My liquidy orbs next feasted on the ebullient revival of Godspell, which is a truly bizarre mix of kitschy slapstick and pious hippie anthems—picture a rush of pure speed followed by a chaser of Alpine springwater. The schizo concoction is altogether too much, but it totally manages to work in its ownzany, Monty-Python-does-the-New-Testament way. They’ve updated the show—to ’96, I’d say—with line dances, rap, and references to pashmina, and they’ve given it all a Rent-ish veneer, replete with an Adam Pascal type as Jesus. The people behind me were appalled by all the cheery irreverence, but the cast is filled with future stars and the audience gets to dance onstage before the crucifixion!
Finally, I wanted to crucify the handlers who said that the Dan Finnerty and the Dan Band show at Fez would start at nine. Try 11—and try waiting on line for days, only to have the list-holder ultimately screech, “I need to know who these people are!” The Dan Band? Oh, it’s a combo fronted by Finnerty—the proudly shlubby husband of TV star Kathy Najimy —who barrels through women’s songs from “I’ve Never Been to Me” to the Alice theme—with a sped-up, angry edge and musicality that strive to transcend the smirky, one-joke nature of it all.
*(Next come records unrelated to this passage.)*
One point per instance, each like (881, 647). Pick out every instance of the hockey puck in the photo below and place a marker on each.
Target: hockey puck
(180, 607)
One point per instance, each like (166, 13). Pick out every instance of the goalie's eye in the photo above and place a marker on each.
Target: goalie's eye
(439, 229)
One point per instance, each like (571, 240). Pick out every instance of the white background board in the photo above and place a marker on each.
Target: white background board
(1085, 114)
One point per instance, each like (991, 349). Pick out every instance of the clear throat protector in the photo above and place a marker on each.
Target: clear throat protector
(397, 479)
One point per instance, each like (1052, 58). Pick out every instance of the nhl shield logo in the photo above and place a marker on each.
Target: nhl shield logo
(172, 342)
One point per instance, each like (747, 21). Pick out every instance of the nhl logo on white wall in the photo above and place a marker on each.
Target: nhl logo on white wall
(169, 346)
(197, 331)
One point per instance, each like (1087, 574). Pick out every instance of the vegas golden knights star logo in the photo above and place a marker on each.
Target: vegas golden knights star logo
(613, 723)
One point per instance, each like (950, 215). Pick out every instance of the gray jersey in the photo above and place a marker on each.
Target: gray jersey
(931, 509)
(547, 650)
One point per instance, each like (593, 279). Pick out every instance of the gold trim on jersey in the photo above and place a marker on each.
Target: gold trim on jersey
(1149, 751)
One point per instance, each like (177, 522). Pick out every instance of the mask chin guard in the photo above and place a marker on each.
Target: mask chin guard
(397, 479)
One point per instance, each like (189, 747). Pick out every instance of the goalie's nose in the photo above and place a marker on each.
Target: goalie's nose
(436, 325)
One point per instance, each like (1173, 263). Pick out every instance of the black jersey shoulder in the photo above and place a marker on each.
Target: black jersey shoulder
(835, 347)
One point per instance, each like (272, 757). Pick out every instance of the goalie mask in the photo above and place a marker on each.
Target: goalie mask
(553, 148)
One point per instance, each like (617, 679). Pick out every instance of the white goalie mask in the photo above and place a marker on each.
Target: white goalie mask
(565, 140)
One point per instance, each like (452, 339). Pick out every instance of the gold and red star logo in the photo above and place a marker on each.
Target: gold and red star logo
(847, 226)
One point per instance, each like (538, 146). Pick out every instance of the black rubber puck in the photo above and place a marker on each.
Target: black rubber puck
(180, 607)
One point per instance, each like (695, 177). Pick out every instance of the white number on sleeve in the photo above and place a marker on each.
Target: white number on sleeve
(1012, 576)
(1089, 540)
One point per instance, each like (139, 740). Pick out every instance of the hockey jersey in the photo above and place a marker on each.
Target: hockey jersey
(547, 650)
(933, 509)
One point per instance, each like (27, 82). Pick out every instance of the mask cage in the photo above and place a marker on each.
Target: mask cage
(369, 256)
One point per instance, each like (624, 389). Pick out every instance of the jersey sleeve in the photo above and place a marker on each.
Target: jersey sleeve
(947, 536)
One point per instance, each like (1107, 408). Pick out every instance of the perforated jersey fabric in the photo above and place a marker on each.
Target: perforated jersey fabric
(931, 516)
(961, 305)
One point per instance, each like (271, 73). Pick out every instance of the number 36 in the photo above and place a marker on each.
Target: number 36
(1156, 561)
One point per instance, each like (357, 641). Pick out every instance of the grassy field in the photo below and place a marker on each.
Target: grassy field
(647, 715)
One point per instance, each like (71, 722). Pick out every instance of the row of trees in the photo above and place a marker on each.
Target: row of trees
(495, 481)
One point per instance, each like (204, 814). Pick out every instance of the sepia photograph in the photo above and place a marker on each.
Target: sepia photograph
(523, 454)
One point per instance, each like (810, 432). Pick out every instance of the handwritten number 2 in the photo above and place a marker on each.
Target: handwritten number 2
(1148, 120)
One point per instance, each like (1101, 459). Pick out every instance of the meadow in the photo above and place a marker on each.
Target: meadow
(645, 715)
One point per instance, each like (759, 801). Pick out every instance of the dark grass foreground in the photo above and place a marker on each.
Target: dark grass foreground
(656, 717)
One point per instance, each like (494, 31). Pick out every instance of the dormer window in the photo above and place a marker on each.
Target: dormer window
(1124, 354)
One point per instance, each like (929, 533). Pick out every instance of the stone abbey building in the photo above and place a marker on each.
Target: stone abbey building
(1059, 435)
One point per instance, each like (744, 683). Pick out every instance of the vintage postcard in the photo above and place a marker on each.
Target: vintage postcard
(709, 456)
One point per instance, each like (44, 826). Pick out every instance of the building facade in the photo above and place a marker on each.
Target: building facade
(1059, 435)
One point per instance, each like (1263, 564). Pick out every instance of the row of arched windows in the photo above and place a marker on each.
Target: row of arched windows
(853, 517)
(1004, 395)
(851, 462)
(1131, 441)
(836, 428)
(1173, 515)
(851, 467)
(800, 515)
It’s straight camp right out of the frat house and the inevitable next step after the predominance of drag queens; this is really a guy singing “Lady Marmalade,” and other ordinary Joes seem to relish the idea of seizing this genre back from the gays. The celeb-studded crowd went wild for it, but I only softened when some inspired bits of staging and harmony cropped up involving the two backup nerds. (The Wilson Phillips song was a keeper.) Mostly, I felt like I was trapped in a karaoke bar within Coyote Ugly, watching someone live his—not my—fantasy. Nothing to cell-call home about? Well, only if it’s an emergency.